14 Doch ook het volk, dat zij zullen dienen, zal Ik richten, en daarna zullen zij met grote have uittrekken.
15 Maar gij zult in vrede tot uw vaderen gaan; gij zult in hoge ouderdom begraven worden.
16 Het vierde geslacht echter zal hierheen wederkeren, want eerder is de maat van de ongerechtigheid der Amorieten niet vol.
17 Toen de zon was ondergegaan, en er dikke duisternis was, zie, een rokende oven met een vurige fakkel, welke tussen die stukken doorging.
18 Te dien dage sloot de Here een verbond met Abram, zeggende: Aan uw nageslacht zal Ik dit land geven, van de rivier van Egypte tot de grote rivier, de rivier de Eufraat:
19 De Keniet, de Kenizziet, de Kadmoniet,
20 De Hethiet, de Perizziet, de Refaieten,
21 De Amoriet, de Kanaaniet, de Girgasiet en de Jebusiet.
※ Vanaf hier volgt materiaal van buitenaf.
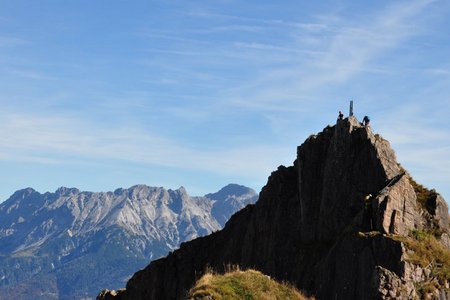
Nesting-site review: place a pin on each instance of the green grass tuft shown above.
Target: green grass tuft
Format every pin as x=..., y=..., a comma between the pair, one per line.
x=425, y=197
x=427, y=251
x=238, y=284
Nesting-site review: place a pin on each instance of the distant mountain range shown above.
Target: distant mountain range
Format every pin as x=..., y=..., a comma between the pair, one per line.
x=70, y=244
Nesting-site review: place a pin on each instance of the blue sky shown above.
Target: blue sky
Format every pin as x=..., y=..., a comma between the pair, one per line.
x=106, y=94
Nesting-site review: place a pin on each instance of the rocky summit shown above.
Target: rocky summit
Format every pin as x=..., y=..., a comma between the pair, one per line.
x=345, y=221
x=70, y=244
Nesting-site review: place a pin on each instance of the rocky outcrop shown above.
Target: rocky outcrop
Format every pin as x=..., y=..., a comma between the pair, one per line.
x=328, y=224
x=59, y=245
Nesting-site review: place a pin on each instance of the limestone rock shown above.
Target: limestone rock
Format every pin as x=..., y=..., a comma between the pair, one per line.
x=313, y=227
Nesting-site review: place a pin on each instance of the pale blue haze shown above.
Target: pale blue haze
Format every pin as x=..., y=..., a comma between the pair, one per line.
x=105, y=94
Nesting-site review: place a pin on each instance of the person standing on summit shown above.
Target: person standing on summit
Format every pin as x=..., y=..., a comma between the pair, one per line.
x=366, y=121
In deze twee passages zien we grote en rijke beloften die gegeven worden aan Abraham.
We zien:
-Een land-belofte.
-Een groot volk/natie belofte.
-Een geestelijke belofte
Een landbelofte: (Gen. 15: 18- 21)
Abraham kreeg een belofte dat zijn nageslacht het land van Kanaan zou bezitten.
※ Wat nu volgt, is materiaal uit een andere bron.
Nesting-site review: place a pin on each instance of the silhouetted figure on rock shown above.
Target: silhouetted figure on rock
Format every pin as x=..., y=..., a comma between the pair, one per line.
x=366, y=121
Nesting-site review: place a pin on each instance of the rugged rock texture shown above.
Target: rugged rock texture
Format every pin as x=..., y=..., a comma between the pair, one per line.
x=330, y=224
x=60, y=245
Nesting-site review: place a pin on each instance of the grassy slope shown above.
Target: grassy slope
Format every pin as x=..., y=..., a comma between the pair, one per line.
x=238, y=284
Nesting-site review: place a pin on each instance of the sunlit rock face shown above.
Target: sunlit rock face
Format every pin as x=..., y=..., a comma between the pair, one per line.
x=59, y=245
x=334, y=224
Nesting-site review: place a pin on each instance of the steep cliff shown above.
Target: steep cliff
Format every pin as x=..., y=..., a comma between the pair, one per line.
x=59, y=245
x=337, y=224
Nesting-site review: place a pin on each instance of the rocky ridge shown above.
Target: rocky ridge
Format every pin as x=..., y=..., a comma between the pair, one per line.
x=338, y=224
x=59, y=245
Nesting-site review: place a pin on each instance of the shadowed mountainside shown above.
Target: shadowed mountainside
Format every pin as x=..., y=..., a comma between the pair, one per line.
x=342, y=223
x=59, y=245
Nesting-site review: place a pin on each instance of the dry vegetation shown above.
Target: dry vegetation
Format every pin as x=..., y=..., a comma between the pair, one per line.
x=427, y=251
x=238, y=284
Een groot volk/natie belofte: (Gen. 12: 2)
Abraham kreeg een belofte dat zijn volk een groot volk zou worden.
Een geestelijke belofte: (Gen. 12: 3)
Abraham kreeg een belofte dat met hem alle geslachten van de aardbodem gezegend zouden worden.
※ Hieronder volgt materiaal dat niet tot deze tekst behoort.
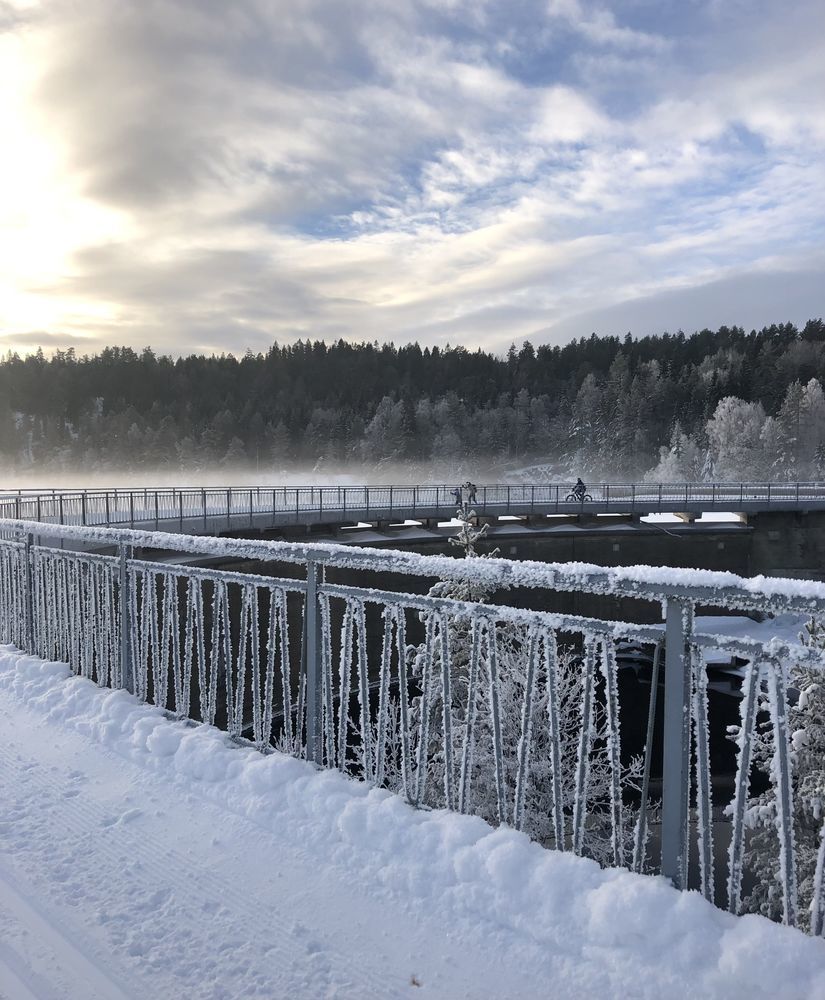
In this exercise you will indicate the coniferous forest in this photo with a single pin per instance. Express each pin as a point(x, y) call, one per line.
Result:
point(724, 404)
We zien deze belofte natuurlijk gestand doen worden met de komst van Christus.
(Gal. 3: 16; 26- 29)
Ja, in de volheid van de tijd is Christus gekomen om de profetieeen van het eerst verbond te vervullen.
Een land-belofte en een groot volk/natie belofte.
Deze twee beloften vallen ten diepste samen.
Het eerste gedeelte van de volk/natie belofte zien we bewaarheid worden in het feit dat de Jacob en zijn zonen naar Egypte vertrekken en daar een groot volk worden. Vandaar trekken zij uit met ongeveer 600.000 man te voet. Hier waren de kinderen niet bijgerekend.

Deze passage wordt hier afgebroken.